2. The method for culturing animal cells according to claim 1, wherein the rate is not more than 1 / min. 3. A cell culture solution is provided with at least a porous tube to aerate the cells with oxygen to supply oxygen to the animal cells, and the separation means separates the cell culture solution from the animal cells by centrifugation to separate the cells. 3. The method of claim 1 or 2, wherein the culture solution is drawn out of the culture tank, the animal cells are returned to the culture tank, and a new cell culture solution is supplied to the culture tank by the culture solution supply means. Method for culturing animal cells. 4. An apparatus for culturing animal cells, which is cultivated in a cell culture medium filled in a culture tank, wherein a turning radius is 1/4 or more and 3/8 or less of the inner diameter of the culture tank. The cell culture device is provided with a stirring means having a stirring blade formed to have a size such that the area of the sheet is 1/15 or more of the longitudinal cross-sectional area of the cell culture solution part of the culture tank. An apparatus for culturing animal cells, which comprises stirring a liquid. 5. The rotation speed is 800 cm at the outer peripheral portion of the stirring blade.

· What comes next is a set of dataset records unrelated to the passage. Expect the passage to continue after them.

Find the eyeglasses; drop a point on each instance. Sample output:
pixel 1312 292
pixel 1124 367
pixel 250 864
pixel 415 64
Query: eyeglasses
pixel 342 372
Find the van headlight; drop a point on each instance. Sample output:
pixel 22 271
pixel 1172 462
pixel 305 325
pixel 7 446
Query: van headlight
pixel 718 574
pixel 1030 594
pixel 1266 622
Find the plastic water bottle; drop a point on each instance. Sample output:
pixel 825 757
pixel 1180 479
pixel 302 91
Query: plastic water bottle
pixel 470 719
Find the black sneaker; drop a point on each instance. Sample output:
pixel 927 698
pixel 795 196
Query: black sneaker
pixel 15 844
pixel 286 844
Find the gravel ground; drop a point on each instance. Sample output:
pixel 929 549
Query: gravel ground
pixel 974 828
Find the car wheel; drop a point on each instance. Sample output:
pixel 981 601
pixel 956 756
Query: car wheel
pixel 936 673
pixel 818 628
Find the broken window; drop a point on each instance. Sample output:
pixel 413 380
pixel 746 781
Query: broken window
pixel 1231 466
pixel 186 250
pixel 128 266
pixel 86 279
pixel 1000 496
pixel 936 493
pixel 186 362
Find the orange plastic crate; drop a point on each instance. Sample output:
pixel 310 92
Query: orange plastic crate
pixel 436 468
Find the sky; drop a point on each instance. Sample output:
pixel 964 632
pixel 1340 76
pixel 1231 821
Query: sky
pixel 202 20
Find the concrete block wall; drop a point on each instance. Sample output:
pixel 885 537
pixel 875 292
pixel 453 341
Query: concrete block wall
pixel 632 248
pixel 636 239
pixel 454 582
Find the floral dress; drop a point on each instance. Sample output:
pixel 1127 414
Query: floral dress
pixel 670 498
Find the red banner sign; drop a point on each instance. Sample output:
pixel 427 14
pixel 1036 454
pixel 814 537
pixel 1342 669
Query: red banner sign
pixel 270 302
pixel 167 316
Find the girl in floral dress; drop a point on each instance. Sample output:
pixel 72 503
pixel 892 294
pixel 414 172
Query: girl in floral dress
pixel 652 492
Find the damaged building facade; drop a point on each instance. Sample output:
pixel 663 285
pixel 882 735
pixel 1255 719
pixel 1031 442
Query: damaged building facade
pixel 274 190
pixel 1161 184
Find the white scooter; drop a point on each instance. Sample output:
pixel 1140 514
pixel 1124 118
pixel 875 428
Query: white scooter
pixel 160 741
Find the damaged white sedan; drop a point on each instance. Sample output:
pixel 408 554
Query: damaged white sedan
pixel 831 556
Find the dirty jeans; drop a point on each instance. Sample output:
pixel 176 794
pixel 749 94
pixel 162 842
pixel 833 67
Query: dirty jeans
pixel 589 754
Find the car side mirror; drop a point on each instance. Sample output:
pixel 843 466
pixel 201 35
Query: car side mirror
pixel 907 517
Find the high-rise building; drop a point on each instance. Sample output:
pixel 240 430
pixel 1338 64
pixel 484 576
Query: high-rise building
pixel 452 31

5. The animal cell culture device according to claim 4, wherein the culture rate is not more than 1 minute. 6. A cell culture medium which has at least a porous tube and which is provided with oxygen supply means for supplying oxygen to animal cells by aerating the cell culture medium with a tube and centrifuging the cell culture medium and the animal cell. 5. The method according to claim 4, further comprising a separating means for returning the animal cells to the culture tank and a culture solution supplying means for supplying a new cell culture solution to the culture tank while extracting the cells from the culture tank. 5. The animal cell culture device according to 5.